O defeito afeta o Boot ROM — primeiro código executado ao ligar o aparelho e considerado a primeira barreira de defesa. Por estar gravado fisicamente no processador, o componente é imutável, o que torna impossível a correção por atualização de software. A falha só pode ser explorada com acesso físico ao telefone, exigindo a conexão de cabo ao dispositivo.
Modelos impactados
Estão vulneráveis aparelhos como iPhone XS, iPhone XR e a linha até o iPhone 11, todos baseados nos chips A12 ou A13. Usuários que desejam proteção total devem migrar para modelos mais recentes, recomendou a Paradigm Shift.
Potencial de desbloqueio
A divulgação de usbliter8 pode ajudar especialistas a desenvolver um jailbreak completo, contanto que encontrem outras brechas para encadear ao ataque inicial.
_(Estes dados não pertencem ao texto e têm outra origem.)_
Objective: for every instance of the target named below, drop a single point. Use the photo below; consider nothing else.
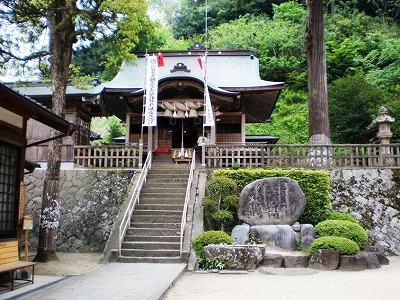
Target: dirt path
(297, 284)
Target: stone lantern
(384, 134)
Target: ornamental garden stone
(271, 201)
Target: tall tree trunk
(317, 82)
(61, 27)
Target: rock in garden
(292, 261)
(236, 257)
(352, 263)
(240, 234)
(271, 201)
(272, 260)
(372, 261)
(324, 259)
(307, 235)
(286, 237)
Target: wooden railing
(115, 156)
(187, 199)
(303, 156)
(126, 220)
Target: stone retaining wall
(90, 202)
(372, 196)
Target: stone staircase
(154, 235)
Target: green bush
(220, 186)
(347, 229)
(222, 216)
(209, 237)
(343, 245)
(209, 203)
(314, 184)
(341, 216)
(230, 203)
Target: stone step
(170, 178)
(165, 190)
(164, 260)
(153, 231)
(136, 225)
(150, 245)
(163, 185)
(149, 238)
(151, 200)
(162, 196)
(156, 218)
(150, 253)
(159, 212)
(159, 206)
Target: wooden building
(15, 111)
(238, 96)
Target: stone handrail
(126, 220)
(332, 156)
(187, 198)
(110, 156)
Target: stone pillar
(384, 134)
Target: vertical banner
(150, 111)
(208, 111)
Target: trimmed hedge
(314, 184)
(209, 237)
(341, 216)
(347, 229)
(343, 245)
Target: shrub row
(314, 184)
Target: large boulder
(295, 261)
(281, 236)
(272, 260)
(271, 201)
(324, 259)
(352, 263)
(236, 257)
(307, 235)
(240, 234)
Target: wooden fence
(303, 156)
(257, 155)
(124, 156)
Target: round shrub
(347, 229)
(343, 245)
(222, 216)
(230, 202)
(209, 202)
(210, 237)
(220, 186)
(341, 216)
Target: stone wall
(90, 202)
(372, 196)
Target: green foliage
(343, 245)
(222, 216)
(218, 186)
(347, 229)
(230, 203)
(350, 119)
(235, 166)
(314, 184)
(210, 237)
(289, 120)
(209, 203)
(341, 216)
(253, 240)
(214, 264)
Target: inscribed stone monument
(271, 201)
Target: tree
(317, 82)
(353, 105)
(66, 22)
Empresas que fornecem ferramentas de acesso a iPhones para autoridades, como Cellebrite e Magnet Forensics, costumam utilizar vulnerabilidades semelhantes para abrir dispositivos apreendidos.
Embora a exposição do código de prova de conceito facilite pesquisas, ela não torna os iPhones afetados facilmente invadíveis por qualquer pessoa. Além do controle do Boot ROM, invasores ainda precisam de técnicas adicionais para alcançar os dados do usuário.

Imagem: Getty
A Paradigm Shift não respondeu a questionamentos sobre detalhes técnicos ou motivação para a divulgação pública.